Redis进阶：图文讲解Redis底层数据结构之embstr,raw,ziplist,quicklist和hashtable （带源码讲解）

天然玩家

已于 2022-08-18 11:49:08 修改

阅读量2.1k

点赞数 7

分类专栏： # Redis 文章标签： redis 数据结构缓存

于 2022-08-18 11:48:50 首次发布

本文链接：https://blog.csdn.net/Xin_101/article/details/126341239

版权

Redis 专栏收录该内容

25 篇文章 7 订阅

订阅专栏

1 缘起

最近在补充Redis相关知识，
看到Redis数据库存储的数据对象结构，
发现Redis存储的数据实际类型是通过编码(encoding)标识的，
开发者看到的诸如string、hash、string、set和zset只是显式类型（方便记忆和使用），并不是实际存储类型，
每种显式类型都有对应的隐式实际类型，如embstr、raw、hashtable、ziplist、quicklist和skiplist，
Redis存储的数据是由redisObject结构体构成的，存储数据相关信息，
充分说明，自己动手，丰衣足食，当某种语言不提供需要的数据结构时，可以按需创造。
分享如下，帮助读者进一步了解Redis数据结构。

注意：

Redis版本：6.0.6

2 五种基础数据类型

开发者常用的5种基础数据类型如下图所示，
为了方便记忆和使用，显示供给客户端用户使用。

在这里插入图片描述

3 redisObject结构体

Redis存储数据不是简单粗暴地直接使用C语言原始基础数据类型，
而是根据自身设计理念自定义存储对象（结构体），
Redis对象源码如下，由源码可知，Redis中的数据由5部分构成，分别为当前数据显式类型（type）、实际编码（encoding）、访问时间（lru，秒）、引用计数（refcount）和指向的实际数据（ptr），共计16字节。
位置：src/server.h

typedef struct redisObject {
    unsigned type:4; // 4位=0.5字节
    unsigned encoding:4; // 4位=0.5字节
    unsigned lru:LRU_BITS; // 24位=3字节
    int refcount; // 32位=4字节
    void *ptr; // 64位=8字节
} robj;

序号	属性	描述
1	type:4	对象类型
2	encoding:4	对象编码
3	lru:LRU_BITS	对象最后一次访问时间（秒）
4	refcount	引用计数。

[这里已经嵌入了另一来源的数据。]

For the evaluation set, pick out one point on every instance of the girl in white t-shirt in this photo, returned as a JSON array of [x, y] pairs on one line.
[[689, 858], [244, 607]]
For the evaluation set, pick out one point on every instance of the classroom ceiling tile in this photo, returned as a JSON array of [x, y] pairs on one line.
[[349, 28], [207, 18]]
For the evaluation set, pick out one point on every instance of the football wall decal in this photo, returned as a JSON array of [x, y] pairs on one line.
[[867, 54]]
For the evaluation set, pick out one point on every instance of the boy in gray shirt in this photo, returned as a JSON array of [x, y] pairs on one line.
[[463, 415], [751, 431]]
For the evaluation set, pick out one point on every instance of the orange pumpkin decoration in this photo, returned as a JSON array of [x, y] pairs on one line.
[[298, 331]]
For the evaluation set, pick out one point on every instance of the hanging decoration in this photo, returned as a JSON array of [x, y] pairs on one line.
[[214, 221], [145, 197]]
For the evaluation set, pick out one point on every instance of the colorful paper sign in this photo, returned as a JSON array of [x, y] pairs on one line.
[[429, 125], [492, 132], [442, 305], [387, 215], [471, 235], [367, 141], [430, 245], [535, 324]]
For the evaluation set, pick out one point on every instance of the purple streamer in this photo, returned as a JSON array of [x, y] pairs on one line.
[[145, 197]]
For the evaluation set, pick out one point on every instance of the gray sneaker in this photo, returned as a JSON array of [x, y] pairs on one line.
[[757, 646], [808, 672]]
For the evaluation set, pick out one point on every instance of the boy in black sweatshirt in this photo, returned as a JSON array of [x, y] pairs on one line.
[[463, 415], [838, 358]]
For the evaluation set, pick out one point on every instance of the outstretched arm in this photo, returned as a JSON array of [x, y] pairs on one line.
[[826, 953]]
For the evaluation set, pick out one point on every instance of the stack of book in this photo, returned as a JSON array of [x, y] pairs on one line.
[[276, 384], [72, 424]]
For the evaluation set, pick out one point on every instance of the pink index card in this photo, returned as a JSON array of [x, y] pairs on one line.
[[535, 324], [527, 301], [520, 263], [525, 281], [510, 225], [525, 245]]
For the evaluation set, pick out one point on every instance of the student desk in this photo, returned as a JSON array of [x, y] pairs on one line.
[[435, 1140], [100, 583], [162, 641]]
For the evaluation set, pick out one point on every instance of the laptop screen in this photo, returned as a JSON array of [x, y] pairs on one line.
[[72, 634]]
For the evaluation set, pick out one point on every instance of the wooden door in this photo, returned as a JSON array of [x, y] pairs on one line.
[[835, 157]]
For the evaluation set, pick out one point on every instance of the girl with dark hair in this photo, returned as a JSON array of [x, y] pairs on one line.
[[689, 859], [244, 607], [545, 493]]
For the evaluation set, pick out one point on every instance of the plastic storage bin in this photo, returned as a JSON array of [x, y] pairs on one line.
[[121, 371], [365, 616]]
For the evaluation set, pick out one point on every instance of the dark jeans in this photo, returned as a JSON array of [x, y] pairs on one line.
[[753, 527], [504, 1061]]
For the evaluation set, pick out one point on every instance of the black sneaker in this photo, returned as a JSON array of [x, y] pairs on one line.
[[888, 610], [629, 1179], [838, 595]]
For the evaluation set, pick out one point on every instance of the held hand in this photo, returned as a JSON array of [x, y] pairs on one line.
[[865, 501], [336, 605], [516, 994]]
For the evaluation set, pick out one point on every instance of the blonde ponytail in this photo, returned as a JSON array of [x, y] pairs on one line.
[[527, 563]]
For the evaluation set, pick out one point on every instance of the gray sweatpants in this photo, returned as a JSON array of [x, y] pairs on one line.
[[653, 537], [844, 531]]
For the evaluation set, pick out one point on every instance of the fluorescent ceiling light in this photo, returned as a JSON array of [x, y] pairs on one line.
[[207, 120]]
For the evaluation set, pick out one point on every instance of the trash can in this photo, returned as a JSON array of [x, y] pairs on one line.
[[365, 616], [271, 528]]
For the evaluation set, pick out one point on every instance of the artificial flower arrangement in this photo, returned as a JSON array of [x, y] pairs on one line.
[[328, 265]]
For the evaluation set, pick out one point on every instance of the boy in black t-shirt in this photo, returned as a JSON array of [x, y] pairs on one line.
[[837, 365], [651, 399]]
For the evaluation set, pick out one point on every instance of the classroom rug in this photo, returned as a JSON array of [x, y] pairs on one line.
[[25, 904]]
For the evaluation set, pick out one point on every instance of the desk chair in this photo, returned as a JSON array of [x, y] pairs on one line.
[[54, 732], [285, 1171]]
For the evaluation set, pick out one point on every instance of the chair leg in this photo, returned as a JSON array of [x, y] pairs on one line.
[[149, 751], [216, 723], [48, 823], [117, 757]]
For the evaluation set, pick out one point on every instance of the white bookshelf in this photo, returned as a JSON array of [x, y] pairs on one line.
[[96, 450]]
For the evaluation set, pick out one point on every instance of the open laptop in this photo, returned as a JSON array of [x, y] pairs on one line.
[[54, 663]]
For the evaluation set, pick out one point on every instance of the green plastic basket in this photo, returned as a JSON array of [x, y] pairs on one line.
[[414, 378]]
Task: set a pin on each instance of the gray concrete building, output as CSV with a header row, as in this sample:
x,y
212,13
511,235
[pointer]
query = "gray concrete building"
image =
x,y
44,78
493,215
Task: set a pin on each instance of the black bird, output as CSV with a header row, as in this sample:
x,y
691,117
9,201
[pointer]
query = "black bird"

0：可被垃圾回收
5	*ptr	指向实际的数据存储结构

一个robj为16bytes（0.5byte+0.5+3bytes+4bytes+8bytes）

lru是24位，2^24-1=16,777,215
时间（/秒）：194天=1942460*60=16,761,600
LRU最大194天一个轮回。

3.1 type

type即显式类型。

序号	类型	描述
1	string	字符串
2	list	列表
3	hash	哈希
4	set	集合
5	zset	有序集合

3.2 encoding

encoding即数据最终的存储类型，隐式类型。
每种显式类型，会根据不同的阈值在不同的隐式类型中切换。

序号	类型	描述
1	int	整数
2	embstr	embstr编码的简单动态字符串（SDS）
3	raw	简单动态字符串
4	ht	字典
5	linkedlist	双端链表
5	ziplist	压缩列表
5	intset	整数集合
5	skiplist	跳跃链表和字典

3.3 type与encoding对应关系

5种基础数据类型对应实际编码如下图所示。
在这里插入图片描述

3.4 数据转换条件

数据使用不同类型存储是有限制条件的，
不同条件下，使用不同的存储格式，
数据格式及对应条件如下表所示。

序号	type	encoding
1	string	（1）int：值为整型，取值[-2^63-1, 2^63-1] （2）embstr：值不为整型或者整型值不在上述int范围内，且值长度小于等于44个字节（3）raw：值超过44个字节(64-16-3-1=44)
2	list	quicklist(3.2版本前对应ziplist linkedlist)3.2版本后，list使用quicklist(ziplist和linkedlist组合)
3	hash	（1）ziplist：值个数在hash-max-ziplist-entries范围内或者值长度在hash-max-ziplist-value范围内（2）hashtable：超过上述范围
4	set	（1）intset：值为整型，取值[-2^63-1, 2^63-1] （2）hashtable：其他情况
5	zset	（1）ziplist：值个数在zset-max-ziplist-entries范围内或者值长度在zset-max-ziplist-value范围内（2）skiplist：超过上述情况

4 encoding类型

4.1 embstr

存储string类型。分配连续内存，性能较好，结构如下图所示。
在这里插入图片描述

4.1.1 sdshdr8源码

位置：src/sds.h
存储字符串数据是使用sdshdr8结构体，具体的数据存储在buf[]。
其中，len占1byte，alloc占1byte，flags占1byte，共3bytes。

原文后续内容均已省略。